We needed to optimize. Exhausting.

  • Each visible block was lazy-loaded utilizing IntersectionObserver
  • Safari compatibility points — reworked unsupported animations for Safari and added fallbacks for AVIF pictures (even lighter than WebP) to maximise optimization.
  • Heavy sections solely rendered after the preloader completed
const io = new IntersectionObserver((entries) => {
  entries.forEach((entry) => {
    if (entry.isIntersecting) {
      const el = entry.goal;
      el.classList.add('energetic');
      const pictures = el.querySelectorAll('img[data-src]');
      pictures.forEach((img) => (img.src = img.dataset.src));
      observer.unobserve(el);
    }
  });
});

404, However Make It Style

Most 404 pages apologize. Ours seduced.

We handled the error web page like a runway — not a dead-end, however an invite. As an alternative of a tragic emoji or a bland “web page not discovered,” you get a full-screen glitch-dream: warped typography, delicate scans, and a single message that sparkles like a reminiscence.

Technically, it was easy — a standalone Webflow web page.
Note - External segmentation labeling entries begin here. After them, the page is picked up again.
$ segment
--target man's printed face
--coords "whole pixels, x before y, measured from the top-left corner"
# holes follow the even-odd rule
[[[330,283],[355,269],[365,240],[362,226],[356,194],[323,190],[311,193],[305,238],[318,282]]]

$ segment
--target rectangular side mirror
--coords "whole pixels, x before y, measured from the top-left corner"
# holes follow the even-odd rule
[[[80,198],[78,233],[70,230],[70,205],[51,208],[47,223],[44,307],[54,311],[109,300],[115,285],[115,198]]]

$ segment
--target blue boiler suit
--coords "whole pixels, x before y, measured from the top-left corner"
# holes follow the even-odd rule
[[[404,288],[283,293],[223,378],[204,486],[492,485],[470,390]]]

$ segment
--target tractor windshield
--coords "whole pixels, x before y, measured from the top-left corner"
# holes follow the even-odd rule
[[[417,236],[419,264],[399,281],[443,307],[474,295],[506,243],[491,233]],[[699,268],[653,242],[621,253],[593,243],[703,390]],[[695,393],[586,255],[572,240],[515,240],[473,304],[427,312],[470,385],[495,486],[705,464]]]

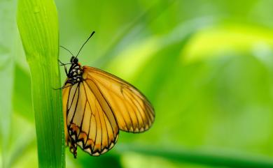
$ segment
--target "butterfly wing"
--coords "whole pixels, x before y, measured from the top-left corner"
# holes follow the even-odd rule
[[[98,94],[111,107],[123,131],[141,132],[147,130],[155,119],[153,106],[135,87],[102,70],[83,66],[85,82],[99,91]],[[95,96],[96,97],[96,96]]]
[[[92,155],[111,149],[119,130],[111,107],[99,89],[84,81],[64,88],[62,96],[66,139],[71,144],[74,157],[77,145]]]

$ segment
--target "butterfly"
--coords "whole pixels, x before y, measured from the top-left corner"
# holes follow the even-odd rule
[[[93,31],[70,63],[63,63],[66,79],[62,89],[66,146],[74,158],[77,146],[91,155],[108,151],[120,130],[138,133],[148,130],[155,120],[151,103],[123,79],[100,69],[83,66],[77,58]],[[66,65],[70,65],[69,70]]]

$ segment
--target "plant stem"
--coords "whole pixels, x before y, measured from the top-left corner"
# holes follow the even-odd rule
[[[59,27],[52,0],[19,0],[18,25],[31,76],[39,167],[65,167]]]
However visually, it prolonged the DICH world: similar typographic pressure, similar surreal softness. We even debated including background audio, however silence gained — it made the web page really feel like a second suspended in time.

What We Discovered

  • File codecs matter greater than you suppose
  • Glitches aren’t as magical as considerate movement
  • GSAP is our greatest buddy
  • Webflow is highly effective when paired with code
  • You don’t want an enormous plan to make one thing that issues

Closing

I virtually gave up. Greater than as soon as. However each time the crew cracked a bug, designed a transition, or made a visible weirder — it jogged my memory why we construct.
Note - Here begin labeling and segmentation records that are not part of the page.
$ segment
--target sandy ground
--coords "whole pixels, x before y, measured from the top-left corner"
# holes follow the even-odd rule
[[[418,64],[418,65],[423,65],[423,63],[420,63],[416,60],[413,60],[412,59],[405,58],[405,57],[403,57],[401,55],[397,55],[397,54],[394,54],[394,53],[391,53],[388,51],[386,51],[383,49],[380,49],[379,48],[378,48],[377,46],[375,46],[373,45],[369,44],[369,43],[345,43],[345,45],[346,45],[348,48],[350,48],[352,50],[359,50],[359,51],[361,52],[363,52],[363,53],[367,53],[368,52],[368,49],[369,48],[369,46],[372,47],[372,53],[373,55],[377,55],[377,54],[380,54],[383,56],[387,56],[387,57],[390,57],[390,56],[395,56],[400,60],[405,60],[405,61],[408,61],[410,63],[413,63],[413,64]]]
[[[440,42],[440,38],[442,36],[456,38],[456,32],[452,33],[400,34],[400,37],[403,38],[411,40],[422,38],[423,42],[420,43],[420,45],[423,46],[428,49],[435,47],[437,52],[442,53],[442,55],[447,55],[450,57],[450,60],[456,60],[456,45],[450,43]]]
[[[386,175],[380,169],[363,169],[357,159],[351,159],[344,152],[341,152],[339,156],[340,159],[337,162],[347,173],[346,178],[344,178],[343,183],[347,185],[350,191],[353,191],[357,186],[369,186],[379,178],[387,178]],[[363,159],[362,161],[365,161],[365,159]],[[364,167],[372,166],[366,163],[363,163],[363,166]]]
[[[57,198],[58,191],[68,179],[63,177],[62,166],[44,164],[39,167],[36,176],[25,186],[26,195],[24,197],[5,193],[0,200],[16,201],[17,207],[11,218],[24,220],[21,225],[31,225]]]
DICH™ was a problem, a love letter, and a reset. And now it’s yours to discover.

Go to the DICH™ website

Credit

Creation Course: BL/S®

Artwork / Artistic Director: Serhii Polyvanyi

Webflow Designer: Ihor Romankov

Assist Developer: Kirill Trachuk

PM: Julia Nikitenko

Designed and constructed with Webflow, GSAP, Spline, AE, and probably an excessive amount of espresso.